La preghiera dà senso all’apostolato
Nella Sala dei Papi del Palazzo Apostolico, Francesco rivolge un breve saluto ai 36 delegati manifestando apprezzamento per il loro “lavoro ecclesiale”. Quindi sottolinea l’importanza della preghiera.
Nel lavoro apostolico di un fedele, di un diacono, di un sacerdote, di un consacrato, di una consacrata, di un vescovo, se si porta avanti bene, si sente fortemente il bisogno della preghiera, dell’intercessione. L’azione da sola, sebbene sia apostolica, senza preghiera, è una questione imprenditoriale. Ciò che dà senso all’apostolato è la preghiera.
Il primo dovere di ogni cristiano
Il Papa ricorda, poi, che la preghiera è parte essenziale della vita dei credenti e che il primo dovere di ciascun vescovo e di ogni cristiano è pregare.

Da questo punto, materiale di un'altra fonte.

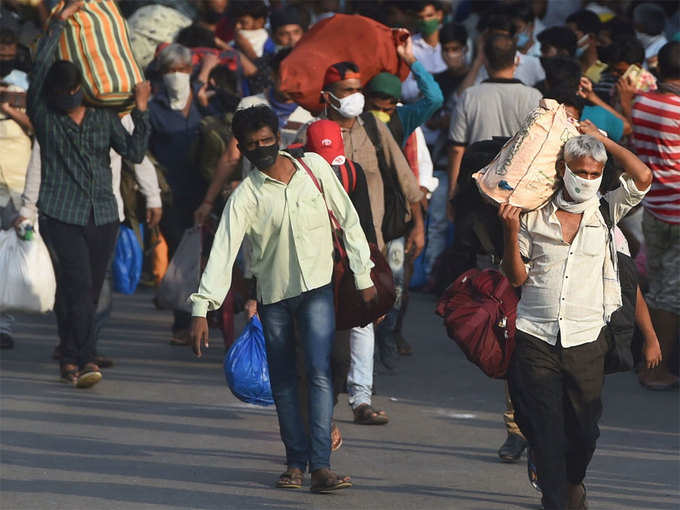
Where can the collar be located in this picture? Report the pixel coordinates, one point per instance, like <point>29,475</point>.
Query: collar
<point>502,80</point>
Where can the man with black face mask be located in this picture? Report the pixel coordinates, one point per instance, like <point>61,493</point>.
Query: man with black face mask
<point>282,213</point>
<point>79,215</point>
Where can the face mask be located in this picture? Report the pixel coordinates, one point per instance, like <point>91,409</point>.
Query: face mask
<point>522,39</point>
<point>178,87</point>
<point>427,27</point>
<point>580,189</point>
<point>263,157</point>
<point>645,39</point>
<point>381,116</point>
<point>350,106</point>
<point>66,102</point>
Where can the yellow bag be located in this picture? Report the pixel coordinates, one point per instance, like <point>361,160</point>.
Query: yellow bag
<point>96,40</point>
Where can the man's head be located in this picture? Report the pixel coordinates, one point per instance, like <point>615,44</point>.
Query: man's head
<point>669,62</point>
<point>429,16</point>
<point>256,130</point>
<point>586,26</point>
<point>287,26</point>
<point>65,92</point>
<point>251,15</point>
<point>342,89</point>
<point>453,38</point>
<point>499,51</point>
<point>582,167</point>
<point>383,93</point>
<point>557,42</point>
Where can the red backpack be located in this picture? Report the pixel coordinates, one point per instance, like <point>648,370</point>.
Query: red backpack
<point>479,311</point>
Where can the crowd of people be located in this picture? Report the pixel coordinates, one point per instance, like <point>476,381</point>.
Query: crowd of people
<point>213,140</point>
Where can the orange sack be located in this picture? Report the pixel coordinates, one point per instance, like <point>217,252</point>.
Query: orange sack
<point>340,38</point>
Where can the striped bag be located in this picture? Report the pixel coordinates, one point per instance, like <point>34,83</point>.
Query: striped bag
<point>96,40</point>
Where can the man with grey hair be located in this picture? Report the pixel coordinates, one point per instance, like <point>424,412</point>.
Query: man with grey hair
<point>560,256</point>
<point>175,113</point>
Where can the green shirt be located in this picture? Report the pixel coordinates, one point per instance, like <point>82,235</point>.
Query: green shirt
<point>290,246</point>
<point>76,178</point>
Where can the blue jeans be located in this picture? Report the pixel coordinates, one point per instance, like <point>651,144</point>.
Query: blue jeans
<point>438,223</point>
<point>313,316</point>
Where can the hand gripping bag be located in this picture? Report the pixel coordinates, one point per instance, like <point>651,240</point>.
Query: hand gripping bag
<point>183,274</point>
<point>246,367</point>
<point>479,311</point>
<point>343,37</point>
<point>27,282</point>
<point>96,40</point>
<point>524,173</point>
<point>128,260</point>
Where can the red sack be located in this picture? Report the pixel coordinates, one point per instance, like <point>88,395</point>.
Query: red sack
<point>479,311</point>
<point>340,38</point>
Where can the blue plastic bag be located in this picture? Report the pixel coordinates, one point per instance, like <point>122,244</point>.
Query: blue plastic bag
<point>128,260</point>
<point>246,367</point>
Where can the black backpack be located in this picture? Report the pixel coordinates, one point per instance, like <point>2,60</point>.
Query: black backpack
<point>394,224</point>
<point>621,327</point>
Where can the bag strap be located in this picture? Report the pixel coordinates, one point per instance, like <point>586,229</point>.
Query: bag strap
<point>335,224</point>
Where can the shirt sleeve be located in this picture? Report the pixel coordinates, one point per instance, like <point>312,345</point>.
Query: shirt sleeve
<point>358,252</point>
<point>131,146</point>
<point>458,128</point>
<point>216,279</point>
<point>395,158</point>
<point>413,115</point>
<point>624,198</point>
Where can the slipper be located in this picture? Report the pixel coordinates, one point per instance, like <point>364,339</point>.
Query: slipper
<point>291,479</point>
<point>330,483</point>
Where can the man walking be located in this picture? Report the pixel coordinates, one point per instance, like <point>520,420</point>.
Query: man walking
<point>282,213</point>
<point>557,370</point>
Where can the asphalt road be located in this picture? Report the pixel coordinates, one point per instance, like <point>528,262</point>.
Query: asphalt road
<point>162,431</point>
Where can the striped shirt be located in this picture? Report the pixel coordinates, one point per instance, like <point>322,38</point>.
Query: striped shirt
<point>656,139</point>
<point>76,177</point>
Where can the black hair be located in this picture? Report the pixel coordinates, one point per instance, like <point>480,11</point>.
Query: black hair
<point>627,50</point>
<point>499,51</point>
<point>250,120</point>
<point>586,21</point>
<point>669,61</point>
<point>453,32</point>
<point>562,72</point>
<point>255,8</point>
<point>196,36</point>
<point>278,58</point>
<point>561,38</point>
<point>63,77</point>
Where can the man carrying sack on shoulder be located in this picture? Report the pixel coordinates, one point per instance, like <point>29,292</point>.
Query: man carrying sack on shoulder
<point>560,256</point>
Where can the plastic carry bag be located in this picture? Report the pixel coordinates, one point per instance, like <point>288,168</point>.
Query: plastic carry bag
<point>246,367</point>
<point>27,282</point>
<point>183,274</point>
<point>127,261</point>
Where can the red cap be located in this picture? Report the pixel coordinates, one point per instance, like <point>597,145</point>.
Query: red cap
<point>324,138</point>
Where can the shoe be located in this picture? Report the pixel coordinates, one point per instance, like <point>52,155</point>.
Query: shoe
<point>6,341</point>
<point>531,470</point>
<point>89,376</point>
<point>512,449</point>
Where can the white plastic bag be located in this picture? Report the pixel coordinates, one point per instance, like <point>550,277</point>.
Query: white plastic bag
<point>27,282</point>
<point>183,274</point>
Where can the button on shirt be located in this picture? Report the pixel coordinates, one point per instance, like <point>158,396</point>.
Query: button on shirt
<point>289,234</point>
<point>565,290</point>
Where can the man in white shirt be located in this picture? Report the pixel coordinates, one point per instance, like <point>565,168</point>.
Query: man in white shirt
<point>561,256</point>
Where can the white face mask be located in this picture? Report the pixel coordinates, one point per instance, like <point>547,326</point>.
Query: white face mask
<point>580,190</point>
<point>350,106</point>
<point>178,86</point>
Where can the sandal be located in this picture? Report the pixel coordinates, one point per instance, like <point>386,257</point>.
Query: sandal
<point>366,415</point>
<point>291,479</point>
<point>329,482</point>
<point>89,376</point>
<point>69,374</point>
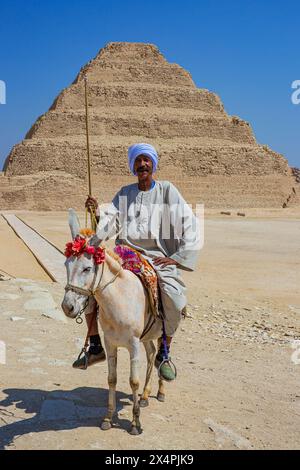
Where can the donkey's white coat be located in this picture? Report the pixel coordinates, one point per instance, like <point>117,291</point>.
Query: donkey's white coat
<point>123,315</point>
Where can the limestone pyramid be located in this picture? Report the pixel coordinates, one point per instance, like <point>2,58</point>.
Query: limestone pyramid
<point>135,95</point>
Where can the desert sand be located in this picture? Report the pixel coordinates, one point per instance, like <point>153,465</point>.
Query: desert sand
<point>236,355</point>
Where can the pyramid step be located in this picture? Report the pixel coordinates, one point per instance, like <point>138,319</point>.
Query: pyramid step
<point>136,94</point>
<point>57,124</point>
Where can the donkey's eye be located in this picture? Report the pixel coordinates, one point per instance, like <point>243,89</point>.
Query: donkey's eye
<point>86,270</point>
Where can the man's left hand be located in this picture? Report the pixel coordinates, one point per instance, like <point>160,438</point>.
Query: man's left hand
<point>164,261</point>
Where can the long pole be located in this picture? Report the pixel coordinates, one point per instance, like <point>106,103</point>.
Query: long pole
<point>87,137</point>
<point>92,212</point>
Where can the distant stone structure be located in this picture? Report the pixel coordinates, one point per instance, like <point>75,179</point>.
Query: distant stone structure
<point>135,95</point>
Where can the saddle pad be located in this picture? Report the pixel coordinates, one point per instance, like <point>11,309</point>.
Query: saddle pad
<point>136,263</point>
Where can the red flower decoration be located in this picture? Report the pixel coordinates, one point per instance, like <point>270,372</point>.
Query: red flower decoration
<point>80,245</point>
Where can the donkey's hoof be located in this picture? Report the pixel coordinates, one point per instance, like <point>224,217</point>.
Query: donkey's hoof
<point>144,402</point>
<point>160,396</point>
<point>105,425</point>
<point>135,431</point>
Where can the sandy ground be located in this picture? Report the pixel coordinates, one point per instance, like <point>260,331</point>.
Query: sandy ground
<point>237,355</point>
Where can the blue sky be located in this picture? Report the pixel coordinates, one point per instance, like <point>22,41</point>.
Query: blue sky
<point>246,51</point>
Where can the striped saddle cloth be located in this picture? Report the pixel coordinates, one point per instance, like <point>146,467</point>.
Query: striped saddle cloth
<point>136,263</point>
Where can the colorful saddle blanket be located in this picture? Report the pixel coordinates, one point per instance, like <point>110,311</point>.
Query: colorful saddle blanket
<point>136,263</point>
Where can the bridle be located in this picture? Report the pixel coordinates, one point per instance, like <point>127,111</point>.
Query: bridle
<point>95,286</point>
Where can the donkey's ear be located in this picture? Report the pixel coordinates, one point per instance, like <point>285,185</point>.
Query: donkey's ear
<point>74,223</point>
<point>94,241</point>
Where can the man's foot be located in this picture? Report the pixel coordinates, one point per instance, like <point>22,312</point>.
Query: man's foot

La preghiera. Altrimenti corriamo il rischio di diventare un’istituzione puramente naturale, mondana. O un lavoro di tipo politico.
E proprio per il sostegno a “questa mistica della preghiera nella Chiesa”, concludendo l’udienza, Francesco rivolge il suo grazie alla Rete Mondiale di Preghiera del Papa.